Dr. AR Khuda Buksh has been known for his homoeopathic researches on gene expression. This study is also from his team. Use of ultra-high diluted remedies in homeopathy and their claimed efficacy in curing diseases has been challenged time and again by non-believers despite many evidence-based positive results published in favor of their efficacy in curing/ameliorating disease symptoms. This study was aimed to test the ability of ultra-high diluted homeopathic remedies beyond Avogadro’s limit, if any, in manifesting gene modulating effects in controlled in vitro experimental model. Since cancer cells manifest aberrant epigenetic gene expressions, we conducted global microarray gene expression profiling of HeLa cells (an established epigenetic model of HPV18 positive cell line) treated with two different potentized homeopathic remedies, namely, Condurango 30c and Hydrastis canadensis 30C (used in the treatment of cancer), as compared to that of placebo (succussed alcohol 30c). Data revealed distinctly different expression patterns of over 100 genes as a consequence of treatment with both homeopathc remedies compared to placebo. Results indicate that action of the potentized drugs was “more than placebo” and these ultra-highly diluted drugs acted primarily through modulation of gene expression.

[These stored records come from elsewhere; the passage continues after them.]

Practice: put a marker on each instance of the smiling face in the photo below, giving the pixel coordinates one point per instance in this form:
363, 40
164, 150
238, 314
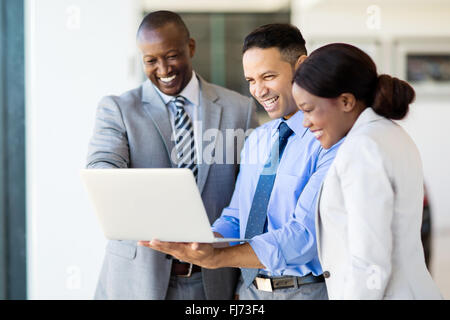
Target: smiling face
329, 119
167, 58
270, 81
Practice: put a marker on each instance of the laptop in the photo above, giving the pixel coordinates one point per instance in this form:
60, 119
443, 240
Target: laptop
146, 204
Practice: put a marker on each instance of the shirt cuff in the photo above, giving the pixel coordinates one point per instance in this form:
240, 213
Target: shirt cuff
227, 226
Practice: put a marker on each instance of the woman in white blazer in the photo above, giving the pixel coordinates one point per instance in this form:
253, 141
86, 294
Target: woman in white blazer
370, 209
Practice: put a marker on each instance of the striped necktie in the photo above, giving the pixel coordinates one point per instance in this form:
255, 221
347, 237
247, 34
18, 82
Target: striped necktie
258, 212
184, 138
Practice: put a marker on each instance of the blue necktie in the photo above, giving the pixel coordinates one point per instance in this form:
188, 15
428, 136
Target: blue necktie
184, 138
258, 212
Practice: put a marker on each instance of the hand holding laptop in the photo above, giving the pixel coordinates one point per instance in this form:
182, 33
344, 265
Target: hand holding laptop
201, 254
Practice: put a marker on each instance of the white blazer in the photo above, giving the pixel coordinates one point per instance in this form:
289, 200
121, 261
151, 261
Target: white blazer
369, 216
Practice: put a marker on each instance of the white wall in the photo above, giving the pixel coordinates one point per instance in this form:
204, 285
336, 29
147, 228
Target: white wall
77, 51
426, 23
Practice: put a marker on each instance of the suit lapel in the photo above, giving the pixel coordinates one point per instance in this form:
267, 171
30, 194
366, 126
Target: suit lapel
317, 222
209, 115
157, 110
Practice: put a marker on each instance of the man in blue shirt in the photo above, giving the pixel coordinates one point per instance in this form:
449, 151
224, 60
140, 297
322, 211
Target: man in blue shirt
282, 168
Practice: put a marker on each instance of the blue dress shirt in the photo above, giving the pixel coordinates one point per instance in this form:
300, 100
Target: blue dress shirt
288, 246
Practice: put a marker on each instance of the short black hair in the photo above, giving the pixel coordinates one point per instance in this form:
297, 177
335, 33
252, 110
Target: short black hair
158, 19
284, 36
342, 68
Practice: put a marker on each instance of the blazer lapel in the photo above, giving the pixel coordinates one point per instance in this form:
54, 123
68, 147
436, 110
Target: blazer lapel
317, 222
209, 115
157, 110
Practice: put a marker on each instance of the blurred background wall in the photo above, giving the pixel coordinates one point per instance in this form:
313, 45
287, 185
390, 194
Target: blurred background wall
80, 50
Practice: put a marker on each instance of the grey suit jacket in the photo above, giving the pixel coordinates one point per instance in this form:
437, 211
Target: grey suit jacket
134, 131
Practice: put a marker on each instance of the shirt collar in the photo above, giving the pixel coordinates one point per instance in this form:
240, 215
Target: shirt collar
295, 123
191, 92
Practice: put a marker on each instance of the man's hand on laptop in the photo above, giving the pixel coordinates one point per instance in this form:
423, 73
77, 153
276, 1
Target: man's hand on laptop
206, 255
202, 254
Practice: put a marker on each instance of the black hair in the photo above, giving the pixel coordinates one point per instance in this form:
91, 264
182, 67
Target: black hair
342, 68
158, 19
284, 36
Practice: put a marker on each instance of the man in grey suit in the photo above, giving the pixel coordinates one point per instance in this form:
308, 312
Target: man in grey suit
137, 130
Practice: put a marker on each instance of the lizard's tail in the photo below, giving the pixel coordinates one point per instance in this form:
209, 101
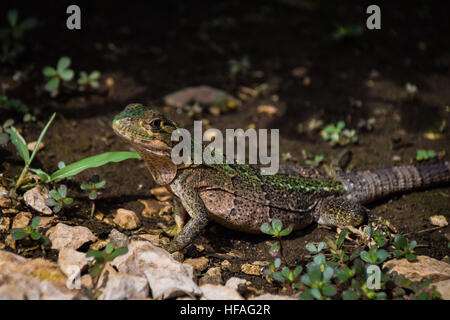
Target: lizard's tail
369, 185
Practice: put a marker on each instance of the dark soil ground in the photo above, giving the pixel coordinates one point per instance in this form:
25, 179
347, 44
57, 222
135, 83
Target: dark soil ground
165, 47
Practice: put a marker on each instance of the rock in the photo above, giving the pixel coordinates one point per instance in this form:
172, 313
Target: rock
153, 238
204, 95
32, 279
4, 223
267, 109
251, 269
439, 221
215, 292
268, 296
21, 220
212, 276
167, 278
98, 245
127, 219
45, 221
32, 145
64, 236
122, 286
199, 264
425, 268
444, 288
119, 239
235, 282
72, 262
35, 198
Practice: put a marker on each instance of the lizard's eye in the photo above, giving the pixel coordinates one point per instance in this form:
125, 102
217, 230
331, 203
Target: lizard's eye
156, 124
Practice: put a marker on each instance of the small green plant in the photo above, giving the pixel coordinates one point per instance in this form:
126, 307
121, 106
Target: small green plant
11, 36
21, 146
16, 105
58, 198
31, 231
338, 135
61, 75
241, 66
90, 80
403, 248
285, 276
317, 284
101, 258
424, 155
93, 186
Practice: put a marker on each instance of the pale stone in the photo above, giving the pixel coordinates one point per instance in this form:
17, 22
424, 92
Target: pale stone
127, 219
215, 292
64, 236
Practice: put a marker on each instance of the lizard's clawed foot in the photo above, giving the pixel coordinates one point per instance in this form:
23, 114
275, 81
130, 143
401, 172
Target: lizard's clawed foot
171, 246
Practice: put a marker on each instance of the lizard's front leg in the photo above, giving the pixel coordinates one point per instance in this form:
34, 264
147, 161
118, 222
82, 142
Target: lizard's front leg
193, 204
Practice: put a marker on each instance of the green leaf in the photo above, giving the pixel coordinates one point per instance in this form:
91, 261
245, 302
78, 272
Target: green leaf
297, 271
49, 72
94, 75
68, 200
400, 242
35, 222
341, 238
315, 274
286, 231
85, 186
382, 255
277, 225
66, 75
350, 295
94, 253
63, 63
329, 290
119, 251
109, 248
4, 138
20, 144
279, 276
18, 233
412, 245
52, 84
12, 17
50, 202
92, 162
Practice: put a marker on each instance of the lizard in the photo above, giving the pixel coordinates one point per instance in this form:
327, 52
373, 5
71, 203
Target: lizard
239, 197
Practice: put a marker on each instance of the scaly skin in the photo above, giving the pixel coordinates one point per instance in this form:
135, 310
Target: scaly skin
240, 198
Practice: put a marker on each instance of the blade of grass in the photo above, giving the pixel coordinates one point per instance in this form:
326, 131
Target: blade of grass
92, 162
30, 159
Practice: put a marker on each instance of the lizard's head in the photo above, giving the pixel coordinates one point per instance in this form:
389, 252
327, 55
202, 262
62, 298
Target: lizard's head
149, 132
146, 128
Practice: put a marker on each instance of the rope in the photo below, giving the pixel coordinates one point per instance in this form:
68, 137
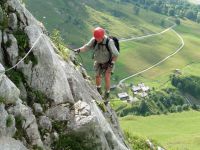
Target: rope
24, 56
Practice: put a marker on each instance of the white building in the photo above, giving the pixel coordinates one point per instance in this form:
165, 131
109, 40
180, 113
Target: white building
140, 89
123, 96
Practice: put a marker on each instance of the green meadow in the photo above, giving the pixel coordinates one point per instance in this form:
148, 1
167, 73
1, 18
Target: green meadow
146, 54
178, 131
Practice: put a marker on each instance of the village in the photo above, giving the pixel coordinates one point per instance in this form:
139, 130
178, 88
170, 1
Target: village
139, 90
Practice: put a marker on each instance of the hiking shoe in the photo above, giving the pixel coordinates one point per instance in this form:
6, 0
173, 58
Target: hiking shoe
99, 90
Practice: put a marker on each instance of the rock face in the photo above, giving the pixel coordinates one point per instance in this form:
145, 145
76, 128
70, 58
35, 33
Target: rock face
45, 100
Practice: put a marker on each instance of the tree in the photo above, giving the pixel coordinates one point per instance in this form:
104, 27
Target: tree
136, 10
198, 17
177, 21
171, 12
190, 15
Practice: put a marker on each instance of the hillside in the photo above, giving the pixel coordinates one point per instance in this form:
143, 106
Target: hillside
46, 102
125, 19
76, 19
174, 131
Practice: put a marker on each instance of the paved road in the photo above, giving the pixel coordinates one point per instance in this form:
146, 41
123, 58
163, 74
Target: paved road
161, 61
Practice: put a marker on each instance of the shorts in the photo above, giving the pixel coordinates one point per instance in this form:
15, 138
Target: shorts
99, 68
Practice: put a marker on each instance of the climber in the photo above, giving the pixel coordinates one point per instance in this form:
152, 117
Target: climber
104, 58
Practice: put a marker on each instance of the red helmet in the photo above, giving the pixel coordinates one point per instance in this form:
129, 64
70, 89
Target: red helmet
98, 33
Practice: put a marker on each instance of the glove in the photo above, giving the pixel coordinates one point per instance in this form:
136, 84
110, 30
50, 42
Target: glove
76, 51
112, 66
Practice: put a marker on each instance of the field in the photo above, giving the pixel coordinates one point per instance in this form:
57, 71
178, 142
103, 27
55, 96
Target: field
178, 131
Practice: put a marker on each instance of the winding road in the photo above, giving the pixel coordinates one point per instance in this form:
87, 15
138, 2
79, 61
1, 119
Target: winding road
161, 61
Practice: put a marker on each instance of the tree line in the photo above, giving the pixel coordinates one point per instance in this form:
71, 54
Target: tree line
187, 84
178, 8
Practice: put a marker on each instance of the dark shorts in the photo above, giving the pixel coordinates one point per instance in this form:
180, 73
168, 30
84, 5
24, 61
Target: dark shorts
100, 68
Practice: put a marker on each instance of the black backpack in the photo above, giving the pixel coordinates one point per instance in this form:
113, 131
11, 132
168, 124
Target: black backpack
116, 42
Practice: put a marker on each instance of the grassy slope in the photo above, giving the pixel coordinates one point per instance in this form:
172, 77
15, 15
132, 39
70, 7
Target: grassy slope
76, 19
175, 131
189, 54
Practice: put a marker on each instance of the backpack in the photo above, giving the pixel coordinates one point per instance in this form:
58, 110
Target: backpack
116, 42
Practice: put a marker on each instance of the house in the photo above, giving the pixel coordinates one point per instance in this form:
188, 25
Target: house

Self-medication is mostly prevalent in the low- and middle-income population segments of developing countries, thus reflecting the status of health services. Self-medication has frequently been held responsible for inducing drug resistance, higher cost of further treatment, and other complications. The World Health Organization (WHO) promotes self-medication in rural and remote areas to reduce the burden of health services. In this study, the researchers sought to establish the prevalence, consequences, and causes of self-medication. It was a multicenter, institution-based, cross-sectional study conducted with 456 participants in May, 2013 at the outpatient clinics of 2 Government homeopathic medical colleges in West Bengal, India. A pilot-tested structured questionnaire consisting of 12 self-administered questions in local vernacular Bengali was used; 8 were close-ended questions providing multiple answer options, while 4 were open-ended. Overall, 12.7% of interviewees admitted to perform self-medication; 57.7% and 66.0% had appropriate knowledge of the medicines and dose regimens, respectively. Females (64.3%) predominated and self-medication was mostly found in age range 31-45 years old (32.5%). Conventional Western medicine (82.2%) was most preferred therapy, and fever (35.7%), hyperacidity (25.4%) and loose stool (24.3%) the most frequently reported complaints. The main causes for self-medication were feeling no need to consult doctor (32.5%), busy schedule (16.4%), family members advice (16.0%), over-the-counter (OTC) availability of medicines without prescription (12.5%), direct consumer pharmaceutical advertisement (12.1%), and high expenditure in private institutes (10.1%). The chi-square distribution of determinants across the two samples differed significantly. The tendency increased proportionately with literacy (Yates’ χ2=175.731; p=0.000) and poverty (Yates’ χ2=426.817; p=0.000). The results reflect the knowledge, attitude, and practice of self-medication among the participants. Further studies should be undertaken in larger samples and different.